Issue #4044 has been updated by Martin Dürst.

Status changed from Rejected to Open

In reply to my analysis at https://bugs.ruby-lang.org/issues/5871#note-7, Yui Naruse suggested at https://bugs.ruby-lang.org/issues/5871#note-8 that I open this issue rather than #5871, which I'm doing herewith.

Yui also suggested that I propose a concrete plan. My current proposal is that we analyse what casing data is being used in what places when using /i (case insensitive matching) in regular expressions, and that we then fix that. If we don't make progress, I'll also write to the Unicode mailing list to hopefully collect input from other implementers.

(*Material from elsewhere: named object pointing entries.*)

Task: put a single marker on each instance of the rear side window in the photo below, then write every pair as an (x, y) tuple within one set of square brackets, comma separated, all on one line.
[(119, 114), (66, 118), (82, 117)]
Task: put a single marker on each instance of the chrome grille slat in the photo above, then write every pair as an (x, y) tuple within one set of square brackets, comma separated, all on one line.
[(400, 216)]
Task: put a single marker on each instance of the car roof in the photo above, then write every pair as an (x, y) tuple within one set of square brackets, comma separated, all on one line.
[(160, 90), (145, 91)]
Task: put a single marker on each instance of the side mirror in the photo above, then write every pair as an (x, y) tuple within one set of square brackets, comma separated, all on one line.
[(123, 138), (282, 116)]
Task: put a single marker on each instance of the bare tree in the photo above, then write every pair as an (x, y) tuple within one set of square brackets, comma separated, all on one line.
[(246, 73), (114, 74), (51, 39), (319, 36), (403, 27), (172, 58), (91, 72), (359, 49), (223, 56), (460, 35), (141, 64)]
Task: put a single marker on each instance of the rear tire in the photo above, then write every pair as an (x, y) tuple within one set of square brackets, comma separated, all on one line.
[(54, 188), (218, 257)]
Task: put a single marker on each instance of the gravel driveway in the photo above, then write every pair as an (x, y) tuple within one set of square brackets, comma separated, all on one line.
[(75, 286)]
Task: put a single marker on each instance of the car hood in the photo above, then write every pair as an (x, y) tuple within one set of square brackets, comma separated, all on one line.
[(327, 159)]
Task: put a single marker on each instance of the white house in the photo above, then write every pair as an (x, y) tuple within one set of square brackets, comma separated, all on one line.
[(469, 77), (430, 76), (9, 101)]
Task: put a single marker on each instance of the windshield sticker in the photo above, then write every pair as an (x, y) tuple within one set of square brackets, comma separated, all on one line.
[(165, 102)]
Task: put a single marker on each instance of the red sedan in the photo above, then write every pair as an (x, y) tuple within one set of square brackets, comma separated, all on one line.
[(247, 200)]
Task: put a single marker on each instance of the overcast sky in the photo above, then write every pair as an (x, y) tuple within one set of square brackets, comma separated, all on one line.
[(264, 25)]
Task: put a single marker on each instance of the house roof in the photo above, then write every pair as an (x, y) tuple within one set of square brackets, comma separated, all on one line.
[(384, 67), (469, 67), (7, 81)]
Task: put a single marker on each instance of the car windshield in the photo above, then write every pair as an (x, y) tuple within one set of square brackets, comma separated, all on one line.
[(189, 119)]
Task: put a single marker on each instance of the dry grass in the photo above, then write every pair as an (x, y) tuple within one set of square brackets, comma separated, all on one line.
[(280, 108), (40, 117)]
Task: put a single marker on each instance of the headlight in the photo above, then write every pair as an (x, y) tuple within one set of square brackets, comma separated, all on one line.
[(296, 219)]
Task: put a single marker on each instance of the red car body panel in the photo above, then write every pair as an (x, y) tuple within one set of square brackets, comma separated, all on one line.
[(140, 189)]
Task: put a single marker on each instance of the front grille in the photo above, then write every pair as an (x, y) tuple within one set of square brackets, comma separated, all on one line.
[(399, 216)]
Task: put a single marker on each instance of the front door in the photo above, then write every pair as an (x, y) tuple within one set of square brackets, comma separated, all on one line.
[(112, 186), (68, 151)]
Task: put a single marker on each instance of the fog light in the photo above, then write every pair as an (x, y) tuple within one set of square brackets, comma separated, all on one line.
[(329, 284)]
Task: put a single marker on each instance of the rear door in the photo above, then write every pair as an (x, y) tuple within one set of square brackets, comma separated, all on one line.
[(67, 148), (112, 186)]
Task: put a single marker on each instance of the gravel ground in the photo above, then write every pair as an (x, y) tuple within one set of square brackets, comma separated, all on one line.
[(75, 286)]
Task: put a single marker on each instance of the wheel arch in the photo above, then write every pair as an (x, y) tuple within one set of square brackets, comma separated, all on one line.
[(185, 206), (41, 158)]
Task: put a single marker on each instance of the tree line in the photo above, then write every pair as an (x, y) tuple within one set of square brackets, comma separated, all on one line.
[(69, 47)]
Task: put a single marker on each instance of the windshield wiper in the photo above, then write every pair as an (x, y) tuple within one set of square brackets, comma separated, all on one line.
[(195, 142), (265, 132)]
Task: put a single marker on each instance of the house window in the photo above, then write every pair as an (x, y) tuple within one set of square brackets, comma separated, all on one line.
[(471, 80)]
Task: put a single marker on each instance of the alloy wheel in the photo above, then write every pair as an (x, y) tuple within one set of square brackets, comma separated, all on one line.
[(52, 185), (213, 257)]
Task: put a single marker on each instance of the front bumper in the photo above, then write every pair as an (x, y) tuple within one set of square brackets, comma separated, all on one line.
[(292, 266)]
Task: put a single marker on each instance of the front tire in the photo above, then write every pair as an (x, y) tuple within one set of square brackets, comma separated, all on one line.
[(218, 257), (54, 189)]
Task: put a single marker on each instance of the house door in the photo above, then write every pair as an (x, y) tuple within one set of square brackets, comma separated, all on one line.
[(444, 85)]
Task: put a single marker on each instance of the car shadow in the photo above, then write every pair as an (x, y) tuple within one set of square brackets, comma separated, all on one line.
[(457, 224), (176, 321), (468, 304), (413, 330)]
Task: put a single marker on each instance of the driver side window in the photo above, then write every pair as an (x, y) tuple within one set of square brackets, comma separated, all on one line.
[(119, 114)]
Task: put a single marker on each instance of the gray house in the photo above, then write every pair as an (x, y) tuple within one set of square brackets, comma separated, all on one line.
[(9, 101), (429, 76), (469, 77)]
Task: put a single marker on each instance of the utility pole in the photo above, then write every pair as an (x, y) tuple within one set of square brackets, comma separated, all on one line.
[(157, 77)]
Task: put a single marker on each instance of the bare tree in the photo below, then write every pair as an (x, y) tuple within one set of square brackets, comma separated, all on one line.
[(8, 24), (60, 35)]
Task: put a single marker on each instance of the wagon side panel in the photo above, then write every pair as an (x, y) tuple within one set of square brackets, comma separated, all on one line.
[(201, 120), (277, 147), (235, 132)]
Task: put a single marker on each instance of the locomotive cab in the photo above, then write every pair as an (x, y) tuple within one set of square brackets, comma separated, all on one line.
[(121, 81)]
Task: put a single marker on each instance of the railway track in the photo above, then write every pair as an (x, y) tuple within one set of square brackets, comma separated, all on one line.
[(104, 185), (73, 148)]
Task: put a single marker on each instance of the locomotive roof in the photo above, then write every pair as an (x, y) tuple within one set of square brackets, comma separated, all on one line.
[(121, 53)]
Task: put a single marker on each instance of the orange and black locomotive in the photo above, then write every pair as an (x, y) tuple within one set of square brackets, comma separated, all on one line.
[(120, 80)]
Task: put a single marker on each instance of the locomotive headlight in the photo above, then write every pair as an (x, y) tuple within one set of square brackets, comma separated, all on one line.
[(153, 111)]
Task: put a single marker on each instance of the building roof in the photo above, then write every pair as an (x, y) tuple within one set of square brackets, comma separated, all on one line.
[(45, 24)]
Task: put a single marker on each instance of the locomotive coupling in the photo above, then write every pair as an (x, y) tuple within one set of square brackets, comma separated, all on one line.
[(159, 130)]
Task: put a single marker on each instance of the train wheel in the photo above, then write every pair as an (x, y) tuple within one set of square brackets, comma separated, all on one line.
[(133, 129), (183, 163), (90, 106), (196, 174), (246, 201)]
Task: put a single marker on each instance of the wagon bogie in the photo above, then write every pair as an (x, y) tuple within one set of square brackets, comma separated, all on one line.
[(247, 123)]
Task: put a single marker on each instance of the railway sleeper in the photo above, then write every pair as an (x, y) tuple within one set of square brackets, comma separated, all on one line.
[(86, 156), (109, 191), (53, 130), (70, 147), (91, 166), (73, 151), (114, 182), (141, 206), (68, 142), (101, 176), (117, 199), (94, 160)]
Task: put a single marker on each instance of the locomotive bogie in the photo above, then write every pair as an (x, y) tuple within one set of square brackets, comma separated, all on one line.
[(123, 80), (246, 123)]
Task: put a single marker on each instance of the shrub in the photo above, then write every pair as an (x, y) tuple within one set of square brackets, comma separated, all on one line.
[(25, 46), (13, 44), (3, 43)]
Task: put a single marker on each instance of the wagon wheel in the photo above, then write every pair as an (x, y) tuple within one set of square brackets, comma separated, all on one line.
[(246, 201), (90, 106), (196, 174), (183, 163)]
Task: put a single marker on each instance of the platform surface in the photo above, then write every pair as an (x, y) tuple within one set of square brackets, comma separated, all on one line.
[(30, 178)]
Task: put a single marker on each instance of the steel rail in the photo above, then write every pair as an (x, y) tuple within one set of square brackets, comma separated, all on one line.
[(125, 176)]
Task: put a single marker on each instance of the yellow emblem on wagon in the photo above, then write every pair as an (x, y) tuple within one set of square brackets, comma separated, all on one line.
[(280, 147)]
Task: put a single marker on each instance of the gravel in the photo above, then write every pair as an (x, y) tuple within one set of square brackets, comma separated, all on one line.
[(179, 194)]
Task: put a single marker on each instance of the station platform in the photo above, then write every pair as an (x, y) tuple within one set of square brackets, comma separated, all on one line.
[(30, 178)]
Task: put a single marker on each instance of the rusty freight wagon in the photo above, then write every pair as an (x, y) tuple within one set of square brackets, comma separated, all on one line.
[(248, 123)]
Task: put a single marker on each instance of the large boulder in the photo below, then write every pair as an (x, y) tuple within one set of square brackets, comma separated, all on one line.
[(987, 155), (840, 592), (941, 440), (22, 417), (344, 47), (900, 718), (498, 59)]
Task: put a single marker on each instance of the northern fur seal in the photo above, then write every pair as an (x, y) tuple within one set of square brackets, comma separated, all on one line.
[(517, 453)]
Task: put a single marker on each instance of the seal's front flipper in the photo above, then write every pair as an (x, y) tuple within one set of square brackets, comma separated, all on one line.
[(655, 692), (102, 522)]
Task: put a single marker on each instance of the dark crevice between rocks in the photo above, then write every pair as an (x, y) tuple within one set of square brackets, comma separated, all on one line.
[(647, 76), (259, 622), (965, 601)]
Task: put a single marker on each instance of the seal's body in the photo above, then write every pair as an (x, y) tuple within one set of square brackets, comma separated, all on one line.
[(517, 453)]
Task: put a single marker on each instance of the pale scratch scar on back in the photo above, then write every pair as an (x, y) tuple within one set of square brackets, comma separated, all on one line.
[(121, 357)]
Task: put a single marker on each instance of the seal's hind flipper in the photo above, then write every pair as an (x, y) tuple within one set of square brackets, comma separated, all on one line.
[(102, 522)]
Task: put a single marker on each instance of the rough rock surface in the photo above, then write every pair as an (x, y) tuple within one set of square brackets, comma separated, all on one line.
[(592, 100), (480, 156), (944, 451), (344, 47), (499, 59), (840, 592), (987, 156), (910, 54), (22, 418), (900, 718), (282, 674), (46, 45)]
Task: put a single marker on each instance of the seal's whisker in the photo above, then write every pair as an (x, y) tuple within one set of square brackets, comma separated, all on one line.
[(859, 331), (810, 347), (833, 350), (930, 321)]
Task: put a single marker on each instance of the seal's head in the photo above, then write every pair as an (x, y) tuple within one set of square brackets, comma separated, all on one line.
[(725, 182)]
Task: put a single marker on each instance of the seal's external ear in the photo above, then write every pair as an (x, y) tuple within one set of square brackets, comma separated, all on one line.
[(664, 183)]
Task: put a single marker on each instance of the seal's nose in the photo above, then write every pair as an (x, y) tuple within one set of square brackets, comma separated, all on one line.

By the way, can somebody explain the following difference:

$ ruby -e "puts /[\W]|\u1234/i.match('k').inspect"
#<MatchData "k">

$ ruby -e "puts /\W|\u1234/i.match('k').inspect"
nil

(|\u1234 is there just to force the regexp to be in UTF-8.)
----------------------------------------
Bug #4044: Regex matching errors when using \W character class and /i option
https://bugs.ruby-lang.org/issues/4044

Author: Ben Hoskings
Status: Open
Priority: Normal
Assignee: Yui NARUSE
Category: core
Target version: 1.9.2
ruby -v: ruby 1.9.2p0 (2010-08-18 revision 29036) [x86_64-darwin10.4.0]


=begin
 Hi all,
 
 Josh Bassett and I just discovered an issue with regex matches on ruby-1.9.2p0. (We reduced it while we were hacking on gemcutter.)
 
 The case-insensitive (/i) option together with the non-word character class (\W) match inconsistently against the alphabet. Specifically the regex doesn't match properly against the letters 'k' and 's'.
 
 The following expression demonstrates the problem in irb:
 
     puts ('a'..'z').to_a.map {|c| [c, c.ord, c[/[^\W]/i] ].inspect }
 
 As a reference, the following two expressions are working properly:
 
     puts ('a'..'z').to_a.map {|c| [c, c.ord, c[/[^\W]/] ].inspect }
     puts ('a'..'z').to_a.map {|c| [c, c.ord, c[/[\w]/i] ].inspect }
 
 Cheers
 Ben Hoskings & Josh Bassett
=end



-- 
http://bugs.ruby-lang.org/